England has some of the fastest eroding coastlines in Europe. Unlike flooding, there is no insurance product for coastal erosion – and no compensation when land is lost. Once it’s gone, it’s gone.
For buyers near the coast, getting the right searches in place isn’t optional. Lets step away from the cliff ledge and discuss erosion in five minutes.
What is coastal erosion?
The gradual or sudden loss of land at the shoreline through waves, tides, and weather, accelerated significantly by climate change and rising sea levels. The most at-risk areas include East Yorkshire, Norfolk, Suffolk, Essex, Kent, the Isle of Wight, and parts of the South West.
Soft cliffs can lose several metres in a single storm. Chalk cliffs erode more slowly but collapse without warning. Sandy coastlines shift constantly. Ground instability can affect land well back from the cliff edge.
How big is the risk?
In January 2025, the Environment Agency published an updated National Coastal Erosion Risk Map (NCERM), the first to incorporate climate change projections. The numbers are significant:
- Around 25,000 residential properties at risk of loss by 2055 under current conditions
- Up to 115,000 properties at risk by 2105 under worst-case climate projections
- Even with Shoreline Management Plans fully implemented, around 40,000 properties remain at risk to 2105
Shoreline Management Plans: the key concept to understand
England’s coastline is divided into policy units under 20 Shoreline Management Plans (SMPs). Each unit is assigned one of four approaches:
- Hold the Line: existing defences maintained
- Advance the Line: new defences built seaward (rare)
- Managed Realignment: controlled retreat, often creating new habitat
- No Active Intervention: no defence investment; shoreline evolves naturally
The critical point: these policies can change across three planning epochs – short (to 2025), medium (to 2055) and long term (to 2105).
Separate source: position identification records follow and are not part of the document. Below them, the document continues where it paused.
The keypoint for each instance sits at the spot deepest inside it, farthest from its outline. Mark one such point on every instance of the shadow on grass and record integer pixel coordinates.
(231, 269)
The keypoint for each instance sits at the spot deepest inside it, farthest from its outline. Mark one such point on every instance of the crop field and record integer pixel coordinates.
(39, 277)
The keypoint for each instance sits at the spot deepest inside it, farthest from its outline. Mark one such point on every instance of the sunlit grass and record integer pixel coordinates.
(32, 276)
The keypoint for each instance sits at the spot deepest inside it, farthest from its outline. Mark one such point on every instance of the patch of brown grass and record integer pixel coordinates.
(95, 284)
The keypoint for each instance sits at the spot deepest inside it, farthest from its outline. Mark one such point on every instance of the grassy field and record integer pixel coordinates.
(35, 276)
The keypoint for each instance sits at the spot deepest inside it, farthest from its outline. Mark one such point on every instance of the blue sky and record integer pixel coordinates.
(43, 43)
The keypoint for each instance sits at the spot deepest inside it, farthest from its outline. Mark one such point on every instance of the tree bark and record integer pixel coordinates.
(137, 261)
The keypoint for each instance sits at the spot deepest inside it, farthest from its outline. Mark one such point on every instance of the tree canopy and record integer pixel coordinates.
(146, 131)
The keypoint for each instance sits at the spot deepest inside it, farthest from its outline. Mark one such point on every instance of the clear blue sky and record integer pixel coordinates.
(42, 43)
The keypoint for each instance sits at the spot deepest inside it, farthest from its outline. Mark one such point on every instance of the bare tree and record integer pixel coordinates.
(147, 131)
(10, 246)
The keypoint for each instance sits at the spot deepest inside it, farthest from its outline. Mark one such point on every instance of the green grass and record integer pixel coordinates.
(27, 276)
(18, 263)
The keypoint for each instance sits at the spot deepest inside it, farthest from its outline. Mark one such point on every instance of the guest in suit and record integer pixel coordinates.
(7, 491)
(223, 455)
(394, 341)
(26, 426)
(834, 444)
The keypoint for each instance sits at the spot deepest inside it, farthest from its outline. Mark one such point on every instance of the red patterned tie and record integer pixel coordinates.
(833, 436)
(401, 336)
A property in a ‘Hold the Line’ zone today may transition to ‘No Active Intervention’ within a buyer’s lifetime. That shift has profound implications for long-term value, mortgageability, and saleability.
How does this appear in property searches?
Coastal erosion risk is not covered by the standard CON29. It is captured through an environmental search, which will draw on NCERM data to show:
- whether the property is within an identified erosion risk zone
- risk across short, medium and long-term horizons
- the applicable SMP policy and epoch changes
- any ground instability or landslip risk
Where Coastal Change Management Areas (CCMAs) have been designated by a local authority, these may also appear in the LLC search – restricting future development in zones where coastal change is anticipated.
Coastal erosion is irreversible, uninsurable, and accelerating. For any property near the coast, a standard local authority search alone won’t tell the full story – an environmental search capturing the latest NCERM data is essential.
Helping clients understand not just today’s risk, but how that risk may evolve over the life of their ownership, is one of the most valuable things a conveyancer can do for a buyer purchasing near the coast.